Drive-By Pharming In the Wild
An anonymous reader writes "Symantec reported Tuesday that the first case of drive-by pharming, in which a hacker changes the DNS settings on a customer's broadband router or wireless access point and directs the link to a fraudulent Web site, has been observed in the wild. The first drive-by pharming attack has been observed against a Mexican bank: 'It's associated with an e-mail pretending to be from a legitimate Spanish-language e-greeting card company, Gusanito.com,' says Symantec Security Response principal researcher Zulfikar Ramzan. Inside the e-mail is an HTML image tag but instead of displaying images, it sends a request to the home router to tamper with it."

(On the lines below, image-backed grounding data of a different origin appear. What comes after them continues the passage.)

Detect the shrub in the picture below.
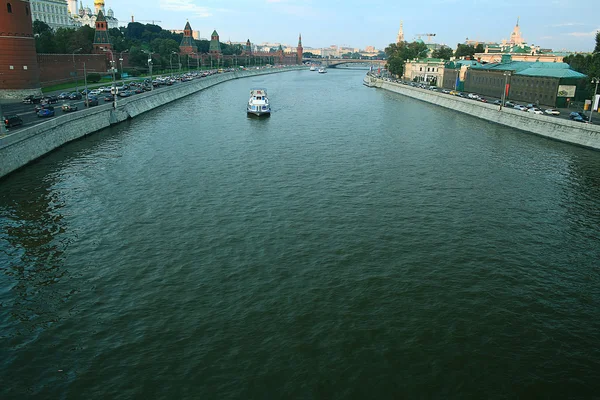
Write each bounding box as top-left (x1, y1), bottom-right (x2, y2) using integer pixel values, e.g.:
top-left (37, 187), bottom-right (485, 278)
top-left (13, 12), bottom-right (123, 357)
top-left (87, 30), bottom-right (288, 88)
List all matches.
top-left (87, 73), bottom-right (101, 83)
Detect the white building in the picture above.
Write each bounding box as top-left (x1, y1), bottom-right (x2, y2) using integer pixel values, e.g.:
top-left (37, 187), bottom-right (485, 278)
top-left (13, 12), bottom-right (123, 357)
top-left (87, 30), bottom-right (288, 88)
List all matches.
top-left (30, 0), bottom-right (80, 29)
top-left (73, 0), bottom-right (119, 29)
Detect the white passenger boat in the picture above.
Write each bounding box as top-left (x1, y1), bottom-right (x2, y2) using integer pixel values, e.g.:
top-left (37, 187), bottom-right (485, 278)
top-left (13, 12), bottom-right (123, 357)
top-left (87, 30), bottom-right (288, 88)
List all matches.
top-left (318, 67), bottom-right (327, 74)
top-left (247, 89), bottom-right (271, 117)
top-left (309, 65), bottom-right (316, 71)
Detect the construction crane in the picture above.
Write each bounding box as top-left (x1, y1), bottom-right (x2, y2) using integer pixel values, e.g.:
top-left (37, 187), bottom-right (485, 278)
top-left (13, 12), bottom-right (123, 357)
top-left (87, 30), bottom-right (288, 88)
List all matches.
top-left (131, 16), bottom-right (162, 24)
top-left (414, 33), bottom-right (436, 43)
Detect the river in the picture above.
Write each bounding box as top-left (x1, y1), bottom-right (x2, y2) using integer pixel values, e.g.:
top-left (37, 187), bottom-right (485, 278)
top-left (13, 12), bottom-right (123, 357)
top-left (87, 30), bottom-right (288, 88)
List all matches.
top-left (1, 69), bottom-right (599, 399)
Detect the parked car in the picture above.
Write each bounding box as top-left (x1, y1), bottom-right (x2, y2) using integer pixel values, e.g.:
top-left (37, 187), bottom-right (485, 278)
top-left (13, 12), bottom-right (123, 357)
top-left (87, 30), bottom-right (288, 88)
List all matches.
top-left (479, 97), bottom-right (488, 103)
top-left (493, 100), bottom-right (502, 105)
top-left (57, 92), bottom-right (71, 100)
top-left (23, 95), bottom-right (43, 104)
top-left (569, 112), bottom-right (587, 122)
top-left (61, 103), bottom-right (78, 112)
top-left (37, 106), bottom-right (55, 118)
top-left (467, 93), bottom-right (479, 99)
top-left (4, 114), bottom-right (23, 128)
top-left (85, 96), bottom-right (99, 107)
top-left (514, 105), bottom-right (528, 111)
top-left (527, 107), bottom-right (543, 115)
top-left (544, 108), bottom-right (560, 115)
top-left (69, 92), bottom-right (82, 100)
top-left (505, 101), bottom-right (515, 107)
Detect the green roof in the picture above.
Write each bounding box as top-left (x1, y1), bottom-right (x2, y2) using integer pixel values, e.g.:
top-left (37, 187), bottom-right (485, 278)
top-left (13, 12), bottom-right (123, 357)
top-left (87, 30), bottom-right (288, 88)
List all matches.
top-left (473, 60), bottom-right (586, 79)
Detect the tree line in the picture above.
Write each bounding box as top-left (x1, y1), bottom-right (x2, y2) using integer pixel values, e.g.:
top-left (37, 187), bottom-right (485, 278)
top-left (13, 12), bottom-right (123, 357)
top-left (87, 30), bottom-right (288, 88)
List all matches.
top-left (384, 41), bottom-right (477, 76)
top-left (563, 32), bottom-right (600, 98)
top-left (32, 21), bottom-right (253, 71)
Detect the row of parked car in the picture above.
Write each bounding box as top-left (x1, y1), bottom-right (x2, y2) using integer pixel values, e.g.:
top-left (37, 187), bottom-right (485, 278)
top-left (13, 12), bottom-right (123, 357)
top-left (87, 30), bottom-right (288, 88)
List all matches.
top-left (5, 70), bottom-right (233, 129)
top-left (382, 79), bottom-right (592, 123)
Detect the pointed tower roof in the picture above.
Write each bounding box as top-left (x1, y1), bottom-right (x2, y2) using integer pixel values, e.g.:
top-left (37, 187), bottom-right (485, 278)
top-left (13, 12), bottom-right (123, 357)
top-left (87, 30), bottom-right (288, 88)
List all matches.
top-left (298, 33), bottom-right (302, 47)
top-left (209, 30), bottom-right (221, 53)
top-left (93, 10), bottom-right (111, 52)
top-left (96, 9), bottom-right (106, 22)
top-left (180, 20), bottom-right (197, 54)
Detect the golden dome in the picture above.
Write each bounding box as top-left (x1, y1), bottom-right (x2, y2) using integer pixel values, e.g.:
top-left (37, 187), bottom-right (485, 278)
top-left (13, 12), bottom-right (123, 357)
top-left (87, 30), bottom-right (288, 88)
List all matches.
top-left (94, 0), bottom-right (105, 5)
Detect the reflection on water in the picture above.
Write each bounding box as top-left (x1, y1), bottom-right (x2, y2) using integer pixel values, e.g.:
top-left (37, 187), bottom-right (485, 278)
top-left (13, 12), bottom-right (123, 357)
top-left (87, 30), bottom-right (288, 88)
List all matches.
top-left (1, 70), bottom-right (600, 398)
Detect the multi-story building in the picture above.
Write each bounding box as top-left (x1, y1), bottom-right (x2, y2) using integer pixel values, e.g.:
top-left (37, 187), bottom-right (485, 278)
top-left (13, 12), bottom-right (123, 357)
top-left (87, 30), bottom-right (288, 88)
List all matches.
top-left (464, 55), bottom-right (587, 107)
top-left (30, 0), bottom-right (79, 29)
top-left (73, 0), bottom-right (118, 29)
top-left (403, 58), bottom-right (445, 84)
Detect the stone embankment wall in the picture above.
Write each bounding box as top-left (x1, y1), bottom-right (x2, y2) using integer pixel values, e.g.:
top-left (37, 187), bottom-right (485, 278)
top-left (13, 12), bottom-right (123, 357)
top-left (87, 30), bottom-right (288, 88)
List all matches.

So, I suppose this "hack" fails entirely on any router which... well, either has a default password or (like any high end router) doesn't use HTTP basic authentication? No worries for me, my 3com is safe as houses.
For a site about things like basic rights, Slashdot users sure do like to censor "dissent".
If Bioware can sell $30 software with unique CD-Keys printed on the inside of each jewel case, why can't Linksys sell $40 routers with unique admin passwords printed on each manual. Or better yet, make the default password the last 6 digits of the LAN side MAC address, that can't be terribly hard to manufacture.
Seriously, you could even honestly market them as "more secure."
Or maybe force users to change the password.
:P
Which one makes more sense?
nothing to see here... move along, folks
I presume you're being funny. What you're doing there is just as likely to land you in the hoosegow as a suspected terrorist or something of that nature as it is to make you money. This is not a time in U.S. history where being a Good Samaritan is even remotely a good idea.